What’s ahead for ESG strategy and reporting after COP26?

Strategy and reporting on environmental, social, and governance (ESG) matters are certain to evolve in the wake of the COP26 climate summit held earlier this month in Scotland.

For many accountants, the most important news to come out of the summit was the announcement by the IFRS Foundation that a new International Sustainability Standards Board (ISSB) has been created. The standard-setter will develop “a comprehensive global baseline of high-quality sustainability disclosure standards to meet investors’ information needs,” according to the IFRS Foundation.

More than three-fourths (79%) of investors believe that ESG risks are an important factor in investment decision-making, according to a recent PwC survey, but just one-third of survey respondents think the quality of reporting they’re seeing is sufficient. It’s hoped that satisfaction with ESG reporting will improve as a result of the ISSB’s standard-setting.

“The principal goal was to bring sustainability reporting under the same roof as financial reporting,” said Charles Tilley, OBE, FCMA, CGMA, board member and senior adviser, Value Reporting Foundation, during a recent webcast by the AICPA & CIMA, the Center for Audit Quality, and the Value Reporting Foundation. The webcast, “COP26 Debrief and a Look Ahead for ESG Standards”, discussed the status of global sustainability guidance, new considerations around climate goals, US Securities and Exchange Commission rulemaking, and the outlook for internal controls and assurance.

The IFRS Foundation will consolidate the Climate Disclosure Standards Board and the Value Reporting Foundation, which includes the Integrated Reporting Framework and the Sustainability Accounting Standards Board’s standards. An IFRS Foundation working group has also published prototype climate and general disclosure requirements for consideration by the ISSB.
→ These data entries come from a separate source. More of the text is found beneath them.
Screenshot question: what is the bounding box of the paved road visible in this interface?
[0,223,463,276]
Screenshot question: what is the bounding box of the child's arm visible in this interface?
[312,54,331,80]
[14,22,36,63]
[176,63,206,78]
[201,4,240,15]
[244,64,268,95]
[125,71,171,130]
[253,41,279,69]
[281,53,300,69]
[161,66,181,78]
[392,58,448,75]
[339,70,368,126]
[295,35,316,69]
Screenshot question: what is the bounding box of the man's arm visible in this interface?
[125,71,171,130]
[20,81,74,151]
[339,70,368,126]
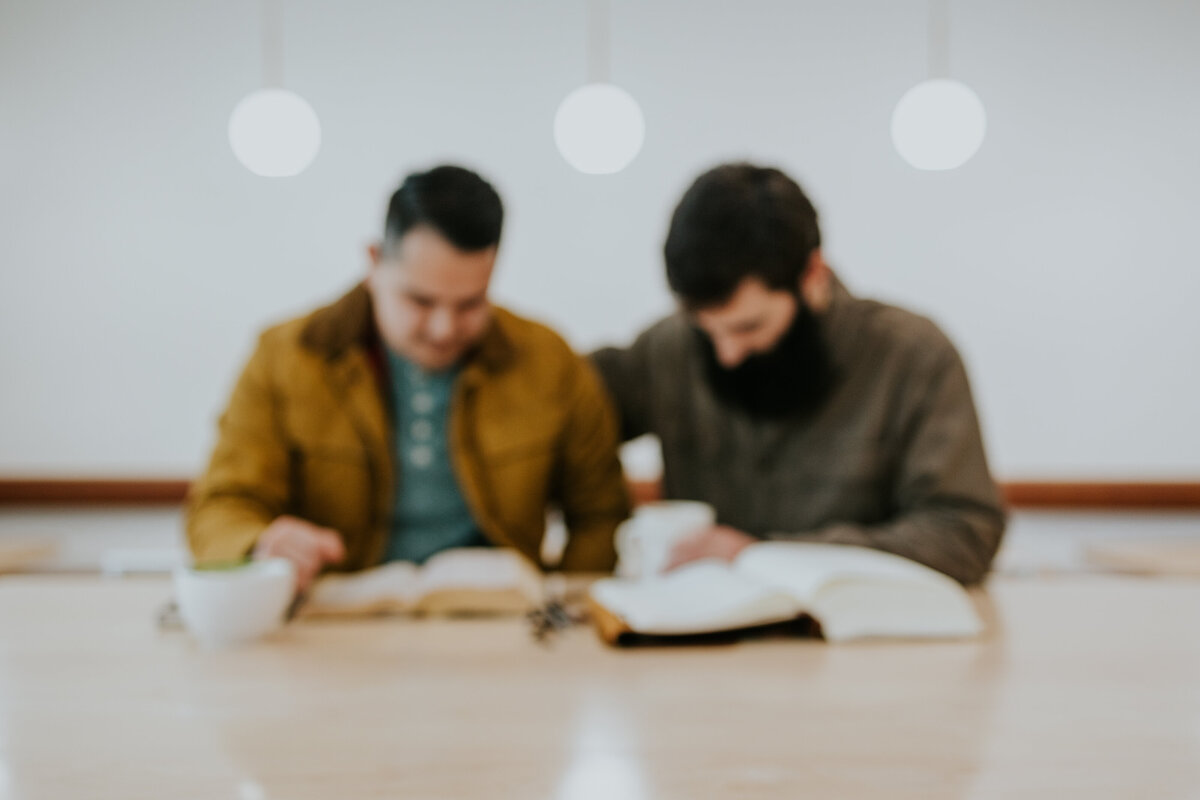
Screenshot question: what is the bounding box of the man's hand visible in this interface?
[663,524,757,572]
[253,515,346,592]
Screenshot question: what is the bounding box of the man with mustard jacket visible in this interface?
[186,165,630,591]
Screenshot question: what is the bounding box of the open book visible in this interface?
[300,548,544,617]
[1085,539,1200,577]
[588,542,983,644]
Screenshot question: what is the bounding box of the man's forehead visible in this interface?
[375,238,494,296]
[693,278,785,322]
[388,269,488,302]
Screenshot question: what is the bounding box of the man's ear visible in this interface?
[800,249,832,312]
[363,243,384,292]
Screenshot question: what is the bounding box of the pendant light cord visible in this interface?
[587,0,610,84]
[262,0,284,87]
[928,0,950,79]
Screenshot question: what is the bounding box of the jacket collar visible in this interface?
[815,269,857,373]
[300,282,516,373]
[299,283,376,360]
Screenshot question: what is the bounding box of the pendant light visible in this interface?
[554,0,645,175]
[228,0,321,178]
[891,0,986,171]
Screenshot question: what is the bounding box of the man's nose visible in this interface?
[426,307,456,342]
[714,337,748,368]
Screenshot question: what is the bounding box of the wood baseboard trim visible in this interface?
[1001,482,1200,509]
[0,479,192,507]
[1,478,1199,510]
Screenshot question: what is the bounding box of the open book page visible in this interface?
[589,559,801,635]
[733,542,983,641]
[301,548,544,617]
[1084,539,1200,577]
[413,548,544,614]
[0,539,56,573]
[302,561,421,616]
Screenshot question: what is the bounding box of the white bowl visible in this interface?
[173,558,295,647]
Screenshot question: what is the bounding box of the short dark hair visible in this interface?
[664,163,821,309]
[383,165,503,254]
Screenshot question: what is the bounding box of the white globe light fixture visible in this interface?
[892,0,987,171]
[554,83,645,175]
[891,79,986,171]
[228,89,321,177]
[555,0,644,175]
[229,0,321,178]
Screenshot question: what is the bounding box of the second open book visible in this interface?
[588,541,984,644]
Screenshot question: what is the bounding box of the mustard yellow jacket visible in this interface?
[186,285,630,572]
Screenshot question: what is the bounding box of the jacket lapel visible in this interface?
[301,284,395,561]
[327,351,392,462]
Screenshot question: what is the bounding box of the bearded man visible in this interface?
[592,163,1006,585]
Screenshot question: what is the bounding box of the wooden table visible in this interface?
[0,574,1197,799]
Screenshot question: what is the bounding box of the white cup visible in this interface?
[173,558,296,648]
[615,500,716,580]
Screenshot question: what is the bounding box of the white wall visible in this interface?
[1,0,1198,478]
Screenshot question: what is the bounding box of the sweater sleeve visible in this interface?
[590,332,656,443]
[765,345,1007,585]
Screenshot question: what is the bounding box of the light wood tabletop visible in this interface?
[0,573,1197,799]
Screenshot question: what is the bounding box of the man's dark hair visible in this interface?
[664,163,821,309]
[383,165,503,254]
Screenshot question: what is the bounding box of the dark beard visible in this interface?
[697,300,836,419]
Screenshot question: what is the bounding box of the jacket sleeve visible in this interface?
[553,355,633,573]
[590,336,654,443]
[185,333,291,564]
[765,346,1007,585]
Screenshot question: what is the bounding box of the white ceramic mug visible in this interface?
[173,558,296,648]
[615,500,716,580]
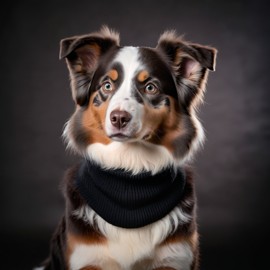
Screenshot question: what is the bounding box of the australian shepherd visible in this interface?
[36,26,217,270]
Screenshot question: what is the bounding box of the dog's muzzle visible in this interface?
[110,110,132,130]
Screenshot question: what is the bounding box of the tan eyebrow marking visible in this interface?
[137,70,149,82]
[108,69,118,81]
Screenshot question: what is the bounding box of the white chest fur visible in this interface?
[70,205,193,270]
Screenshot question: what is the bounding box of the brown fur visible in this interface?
[81,95,111,145]
[137,70,150,82]
[108,69,119,81]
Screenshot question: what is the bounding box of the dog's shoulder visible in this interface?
[60,164,83,208]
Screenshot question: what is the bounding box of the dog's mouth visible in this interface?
[109,133,132,142]
[109,131,153,143]
[106,122,141,142]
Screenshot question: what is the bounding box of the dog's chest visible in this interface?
[69,205,162,269]
[68,228,193,270]
[69,229,155,269]
[68,205,193,270]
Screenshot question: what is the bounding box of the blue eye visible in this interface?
[101,82,114,92]
[145,83,158,95]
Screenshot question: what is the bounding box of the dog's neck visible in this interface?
[75,159,186,228]
[86,141,178,175]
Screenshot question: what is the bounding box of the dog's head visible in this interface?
[60,26,217,173]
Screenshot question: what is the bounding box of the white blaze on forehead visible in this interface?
[105,46,145,138]
[109,46,142,109]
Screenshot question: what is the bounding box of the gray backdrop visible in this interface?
[1,0,269,269]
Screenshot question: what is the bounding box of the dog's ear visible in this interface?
[157,31,217,108]
[59,26,120,106]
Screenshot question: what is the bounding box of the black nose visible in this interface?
[110,110,132,129]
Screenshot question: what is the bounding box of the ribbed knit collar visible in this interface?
[75,160,186,228]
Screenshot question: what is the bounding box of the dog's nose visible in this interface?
[110,110,132,129]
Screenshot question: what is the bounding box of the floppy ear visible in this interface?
[59,26,120,106]
[157,31,217,108]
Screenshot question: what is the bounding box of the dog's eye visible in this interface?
[101,82,114,93]
[144,83,158,95]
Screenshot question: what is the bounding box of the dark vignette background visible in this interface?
[1,0,270,269]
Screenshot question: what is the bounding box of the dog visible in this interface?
[36,26,217,270]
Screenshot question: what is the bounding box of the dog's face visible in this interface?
[61,27,216,168]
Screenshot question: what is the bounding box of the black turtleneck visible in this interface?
[75,160,186,229]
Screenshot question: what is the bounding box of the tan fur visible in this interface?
[81,95,111,145]
[137,70,150,82]
[108,69,119,81]
[142,97,182,154]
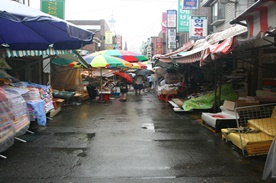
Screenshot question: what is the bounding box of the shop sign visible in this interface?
[167,10,177,28]
[178,0,191,32]
[167,28,177,49]
[183,0,198,10]
[189,16,208,39]
[41,0,65,19]
[162,12,167,33]
[155,37,163,54]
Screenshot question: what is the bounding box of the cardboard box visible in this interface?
[223,100,259,111]
[256,90,276,97]
[161,90,178,95]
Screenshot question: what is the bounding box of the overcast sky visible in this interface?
[29,0,178,53]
In the past, there has been a virtual “alphabet soup” of standard-setters offering ESG standards and frameworks, according to the webcast participants. That can make it difficult to understand which rules a company is following. The large number of ESG reporting frameworks currently in use has caused confusion and hindered comparability, webcast participants said. “The idea [of the ISSB] was not to add another acronym but to consolidate standards from existing organisations into cohesive guidance,” said Janine Guillot, CEO of the Value Reporting Foundation.

Understanding commitments

In another significant development at COP26, the Glasgow Financial Alliance for Net Zero announced that it had raised over $130 trillion in private-capital, finance-sector commitments to be used to make economic changes needed to transition to a net-zero greenhouse gas emission economy over the next three decades. One in three of the largest public companies in G20 countries now has a net-zero target, noted Veronica Poole, Deloitte global IFRS and corporate reporting leader, NSE head of accounting and corporate reporting.

As companies set such targets, finance professionals will have to work with the CEO and the regulatory team to understand the commitments that have been made, either by the company or industry, said Nadja Picard, partner, global reporting leader, PwC Germany, so that they can consider them when preparing their financial statements and answer questions from users of year-end reporting.

Auditors will need to take those commitments and strategies into account when auditing material judgements and related disclosures, Poole said. The impacts could be significant because companies will have to adjust their business models, develop credible implementation plans, and execute them.

Board engagement in ESG issues

Stakeholders are asking about ESG reporting issues, which has made them a top board agenda item, according to Kimberly Ellison-Taylor, CPA, CGMA, the CEO of KET Solutions, another webcast participant. Board members “are racing for knowledge”, said Ellison-Taylor, a member of several boards and former chairman of the American Institute of CPAs and of the Association of Certified Professional Accountants. She said that questions boards might ask various teams in an organisation include:

  • – How ESG metrics are chosen.
  • – Whether the company has the people, processes, and systems to perform ESG reporting.
  • – What level of assurance is being used and why or why not.
  • – How the company’s ESG reporting compares with others in the industry.
  • – Whether strategies have been revised to ensure that ESG reporting is integrated across the organisation and is not simply an overlay on existing data.
  • – How the company tracks risks in this area, including legal, financial, strategic, health and safety, diversity and inclusion, and others.

“Boards don’t want to meddle, but we will be asking the questions,” she said. “We want to know how the company is preparing for what could happen next.”

 

Adapted from: “What’s ahead for ESG strategy and reporting after COP26?”, by Anita Dennis, a freelance writer based in the US, published on FM magazine on 10 December 2021.